Last but not least I want to talk about one challenge most open source projects face: Attracting and integrating new contributors. Open source contributions should be a win-win situation, for the open source project and the contributor. The open source project obviously ‘wins’ the code contribution (of course with the burden of maintaining it in the long run). And for the contributor there can be many different incentives like learning a new technology, facing a nasty bug in your favorite library, getting attribution or just for the sake of fun. For me, contributing to open source is mostly a mix of learning and fun. And since my first pull request to JRuby, I learned a ton! I brushed up my Java knowledge, looked into the CRuby code, wrote C / Java extensions, discovered methods in Ruby’s standard library I have never used before and submitted patches to several other Ruby projects to just name a few. As open source is about sharing and my memory is quite bad, this blog article is also an attempt to share what I learned the last two months .
But what is the result?
First of all, my code is already merged upstream and will probably be included in the next JRuby release 126.96.36.199.
And after mostly talking about the theory and what I learned by implementing all this it’s time now to show the actual results. I compared setting and fetching keys in hashes of different sizes. I will only discuss a few examples but you can see a more detailed list of my benchmark results in this repository.
Set 100 strings (blue open addressing)
Fetch 100 strings (blue open addressing)
The first graph shows setting 10 to 100 keys into a hash table and the performance is very close with the old implementation but sometimes a little slower (a longer bar is better as it means more iterations per seconds). The reason for this is that the new implementation needs to resize the hash more often (
8 -> 32 -> 128). The old implementation only needs to resize once and also the resize does not ‘hurt’ much as there are not many keys in the hash. Fetching keys is around ~10 % faster for the new implementation for obvious reasons.
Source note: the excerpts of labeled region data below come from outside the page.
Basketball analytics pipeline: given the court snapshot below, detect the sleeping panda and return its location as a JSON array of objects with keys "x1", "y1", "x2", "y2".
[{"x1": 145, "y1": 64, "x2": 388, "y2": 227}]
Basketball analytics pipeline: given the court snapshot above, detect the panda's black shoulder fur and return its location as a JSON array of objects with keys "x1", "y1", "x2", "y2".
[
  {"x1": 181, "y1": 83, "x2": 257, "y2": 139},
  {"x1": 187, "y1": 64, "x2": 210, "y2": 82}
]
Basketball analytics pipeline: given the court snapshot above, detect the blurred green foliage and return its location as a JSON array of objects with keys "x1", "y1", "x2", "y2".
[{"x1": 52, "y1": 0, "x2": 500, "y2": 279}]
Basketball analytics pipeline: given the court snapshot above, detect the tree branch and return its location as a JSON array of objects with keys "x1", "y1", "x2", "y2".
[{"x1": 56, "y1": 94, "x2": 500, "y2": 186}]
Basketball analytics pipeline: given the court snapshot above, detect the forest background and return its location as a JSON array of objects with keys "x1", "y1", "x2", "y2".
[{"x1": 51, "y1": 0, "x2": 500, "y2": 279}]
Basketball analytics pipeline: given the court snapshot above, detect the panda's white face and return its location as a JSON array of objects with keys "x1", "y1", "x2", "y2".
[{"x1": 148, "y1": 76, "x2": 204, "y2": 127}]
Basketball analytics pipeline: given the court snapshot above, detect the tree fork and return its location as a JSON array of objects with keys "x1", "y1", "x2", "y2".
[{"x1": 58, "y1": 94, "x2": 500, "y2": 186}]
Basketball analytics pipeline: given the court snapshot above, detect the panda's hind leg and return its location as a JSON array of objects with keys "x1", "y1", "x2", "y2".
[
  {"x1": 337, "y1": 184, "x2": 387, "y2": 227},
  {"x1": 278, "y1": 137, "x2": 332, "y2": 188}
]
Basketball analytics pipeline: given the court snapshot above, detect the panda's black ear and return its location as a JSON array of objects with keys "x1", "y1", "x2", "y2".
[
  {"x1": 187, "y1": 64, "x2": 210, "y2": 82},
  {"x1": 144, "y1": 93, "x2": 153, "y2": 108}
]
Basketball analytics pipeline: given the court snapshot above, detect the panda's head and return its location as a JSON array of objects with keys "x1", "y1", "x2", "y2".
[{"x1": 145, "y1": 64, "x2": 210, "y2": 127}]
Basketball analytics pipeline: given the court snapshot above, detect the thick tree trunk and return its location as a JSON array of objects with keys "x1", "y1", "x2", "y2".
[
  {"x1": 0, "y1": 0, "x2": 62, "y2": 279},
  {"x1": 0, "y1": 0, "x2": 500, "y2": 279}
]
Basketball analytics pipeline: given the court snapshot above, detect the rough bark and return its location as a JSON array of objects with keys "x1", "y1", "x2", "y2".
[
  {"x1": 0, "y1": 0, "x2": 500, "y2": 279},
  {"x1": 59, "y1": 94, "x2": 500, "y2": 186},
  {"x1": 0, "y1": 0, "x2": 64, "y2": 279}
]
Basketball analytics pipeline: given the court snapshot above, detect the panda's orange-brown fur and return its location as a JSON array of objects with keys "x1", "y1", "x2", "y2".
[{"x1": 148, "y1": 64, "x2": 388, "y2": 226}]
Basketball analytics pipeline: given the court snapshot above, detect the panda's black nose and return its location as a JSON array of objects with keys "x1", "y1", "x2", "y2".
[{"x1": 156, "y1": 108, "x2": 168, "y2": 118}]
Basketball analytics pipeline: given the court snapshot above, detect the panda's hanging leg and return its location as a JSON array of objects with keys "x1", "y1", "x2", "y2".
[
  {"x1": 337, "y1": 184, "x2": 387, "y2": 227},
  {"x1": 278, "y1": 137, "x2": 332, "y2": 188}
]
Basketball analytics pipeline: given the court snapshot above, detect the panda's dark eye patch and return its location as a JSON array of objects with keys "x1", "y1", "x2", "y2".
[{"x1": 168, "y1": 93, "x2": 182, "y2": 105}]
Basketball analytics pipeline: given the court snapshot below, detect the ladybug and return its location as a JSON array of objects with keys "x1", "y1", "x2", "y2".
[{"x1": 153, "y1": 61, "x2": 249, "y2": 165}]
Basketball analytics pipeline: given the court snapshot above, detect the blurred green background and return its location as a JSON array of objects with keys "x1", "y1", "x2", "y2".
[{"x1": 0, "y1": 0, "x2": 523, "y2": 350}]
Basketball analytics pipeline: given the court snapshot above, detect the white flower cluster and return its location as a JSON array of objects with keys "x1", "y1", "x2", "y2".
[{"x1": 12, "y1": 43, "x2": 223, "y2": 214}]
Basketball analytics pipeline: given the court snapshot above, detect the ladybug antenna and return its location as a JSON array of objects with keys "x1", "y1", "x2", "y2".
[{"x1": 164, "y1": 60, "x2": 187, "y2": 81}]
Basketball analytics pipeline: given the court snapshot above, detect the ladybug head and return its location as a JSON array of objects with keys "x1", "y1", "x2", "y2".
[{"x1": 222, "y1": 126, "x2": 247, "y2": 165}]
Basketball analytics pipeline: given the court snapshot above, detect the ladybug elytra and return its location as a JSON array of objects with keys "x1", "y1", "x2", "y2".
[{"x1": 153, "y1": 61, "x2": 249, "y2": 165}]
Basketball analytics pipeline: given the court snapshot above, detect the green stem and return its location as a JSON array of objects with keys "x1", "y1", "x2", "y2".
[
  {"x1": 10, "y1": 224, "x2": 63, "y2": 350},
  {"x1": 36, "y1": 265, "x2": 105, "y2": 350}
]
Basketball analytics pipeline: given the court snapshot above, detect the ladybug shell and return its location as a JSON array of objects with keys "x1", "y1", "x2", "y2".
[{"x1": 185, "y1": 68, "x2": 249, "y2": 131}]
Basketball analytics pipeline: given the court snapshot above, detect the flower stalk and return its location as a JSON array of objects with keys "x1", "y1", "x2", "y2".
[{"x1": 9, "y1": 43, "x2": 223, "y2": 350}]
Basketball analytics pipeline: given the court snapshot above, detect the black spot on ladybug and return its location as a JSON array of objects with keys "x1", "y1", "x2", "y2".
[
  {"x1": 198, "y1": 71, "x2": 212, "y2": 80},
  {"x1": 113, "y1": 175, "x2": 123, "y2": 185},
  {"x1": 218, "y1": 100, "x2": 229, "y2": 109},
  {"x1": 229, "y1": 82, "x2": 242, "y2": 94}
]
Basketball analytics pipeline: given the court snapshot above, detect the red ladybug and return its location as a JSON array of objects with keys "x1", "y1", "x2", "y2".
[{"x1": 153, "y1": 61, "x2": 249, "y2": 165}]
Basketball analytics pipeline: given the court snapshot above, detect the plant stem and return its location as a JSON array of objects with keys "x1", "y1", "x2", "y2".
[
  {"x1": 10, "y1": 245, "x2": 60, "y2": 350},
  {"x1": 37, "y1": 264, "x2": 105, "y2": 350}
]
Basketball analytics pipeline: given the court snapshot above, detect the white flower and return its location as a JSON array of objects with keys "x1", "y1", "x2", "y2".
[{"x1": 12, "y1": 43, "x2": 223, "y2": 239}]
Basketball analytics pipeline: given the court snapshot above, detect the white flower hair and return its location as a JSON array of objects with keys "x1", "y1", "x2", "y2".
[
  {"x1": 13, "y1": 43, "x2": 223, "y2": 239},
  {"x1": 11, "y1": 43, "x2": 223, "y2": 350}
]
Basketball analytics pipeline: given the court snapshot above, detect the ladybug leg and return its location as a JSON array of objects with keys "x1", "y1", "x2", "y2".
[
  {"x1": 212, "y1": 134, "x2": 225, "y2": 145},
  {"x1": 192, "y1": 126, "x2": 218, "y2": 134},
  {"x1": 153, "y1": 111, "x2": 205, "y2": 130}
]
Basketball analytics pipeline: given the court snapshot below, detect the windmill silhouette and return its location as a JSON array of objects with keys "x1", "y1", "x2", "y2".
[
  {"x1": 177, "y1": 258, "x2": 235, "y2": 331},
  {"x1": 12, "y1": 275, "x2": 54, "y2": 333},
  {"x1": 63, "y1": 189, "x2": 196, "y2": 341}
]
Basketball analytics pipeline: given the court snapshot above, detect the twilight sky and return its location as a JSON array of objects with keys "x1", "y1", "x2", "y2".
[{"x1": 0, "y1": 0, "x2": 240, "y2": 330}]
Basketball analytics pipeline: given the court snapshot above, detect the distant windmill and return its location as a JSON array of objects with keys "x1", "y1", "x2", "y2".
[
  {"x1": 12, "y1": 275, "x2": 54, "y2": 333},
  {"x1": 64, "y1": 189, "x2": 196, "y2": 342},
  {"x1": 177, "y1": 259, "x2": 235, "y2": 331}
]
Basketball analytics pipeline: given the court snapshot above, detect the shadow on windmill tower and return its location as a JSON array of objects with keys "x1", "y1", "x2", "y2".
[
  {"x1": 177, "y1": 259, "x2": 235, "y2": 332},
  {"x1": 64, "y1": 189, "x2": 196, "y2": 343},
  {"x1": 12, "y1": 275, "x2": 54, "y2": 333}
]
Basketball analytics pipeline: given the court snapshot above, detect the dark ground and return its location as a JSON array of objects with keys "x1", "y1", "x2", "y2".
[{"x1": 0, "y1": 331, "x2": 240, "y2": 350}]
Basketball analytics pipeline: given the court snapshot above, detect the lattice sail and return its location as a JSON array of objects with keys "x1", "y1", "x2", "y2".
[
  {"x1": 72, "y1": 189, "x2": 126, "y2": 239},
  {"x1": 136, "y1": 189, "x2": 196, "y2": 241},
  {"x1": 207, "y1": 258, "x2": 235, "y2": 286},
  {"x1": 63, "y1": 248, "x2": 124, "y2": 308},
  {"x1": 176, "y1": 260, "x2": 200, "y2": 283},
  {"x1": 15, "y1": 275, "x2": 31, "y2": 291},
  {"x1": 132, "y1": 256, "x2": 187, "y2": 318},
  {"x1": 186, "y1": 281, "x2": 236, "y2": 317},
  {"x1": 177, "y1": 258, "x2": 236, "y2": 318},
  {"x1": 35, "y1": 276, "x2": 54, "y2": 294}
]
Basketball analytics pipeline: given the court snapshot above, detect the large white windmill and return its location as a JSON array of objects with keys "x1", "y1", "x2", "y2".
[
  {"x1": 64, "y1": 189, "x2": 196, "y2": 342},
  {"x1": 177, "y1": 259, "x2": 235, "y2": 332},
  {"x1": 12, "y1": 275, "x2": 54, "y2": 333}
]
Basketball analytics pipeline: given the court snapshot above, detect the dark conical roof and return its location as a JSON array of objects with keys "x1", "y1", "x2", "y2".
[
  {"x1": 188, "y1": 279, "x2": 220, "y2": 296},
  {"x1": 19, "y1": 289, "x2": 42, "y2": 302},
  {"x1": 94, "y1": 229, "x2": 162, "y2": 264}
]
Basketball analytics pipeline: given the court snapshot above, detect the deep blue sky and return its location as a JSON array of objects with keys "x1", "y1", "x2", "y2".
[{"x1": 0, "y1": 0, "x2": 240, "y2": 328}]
Setting and fetching 1-10 keys is also around ~10-20 % faster, have a look at this repository for more details.
Set 100,000 strings (blue open addressing)
Fetch 100,000 strings (blue open addressing)
However, it’s getting really interesting for large hashes with more than 10,000 keys. As you can see in the graphs, the new implementation is sometimes more than 2 times faster. Compared to the small hashes were setting was around the same performance (or sometimes a little slower) for large hashes it is a lot faster now. Resizing larger hashes with closed addressing needs to constantly jump in memory which slows it down significantly. I also tested the performance for hashes between 100 and 10.000 keys and the results can also be found in this repository.
Charlie also did some benchmarks which indicate that this patch will also help to improve the performance on Graal JIT in the future. And I still have some refactorings and improvements in my mind. We will see!
This patch would not have been possible without the help from the JRuby core team including Charles Nutter, Thomas Enebo, Karol Bucek, Marcin Mielżyński and the excellent work by Vladimir Makarov on CRuby. Thanks also to the JRuby community for patiently testing and reporting issues.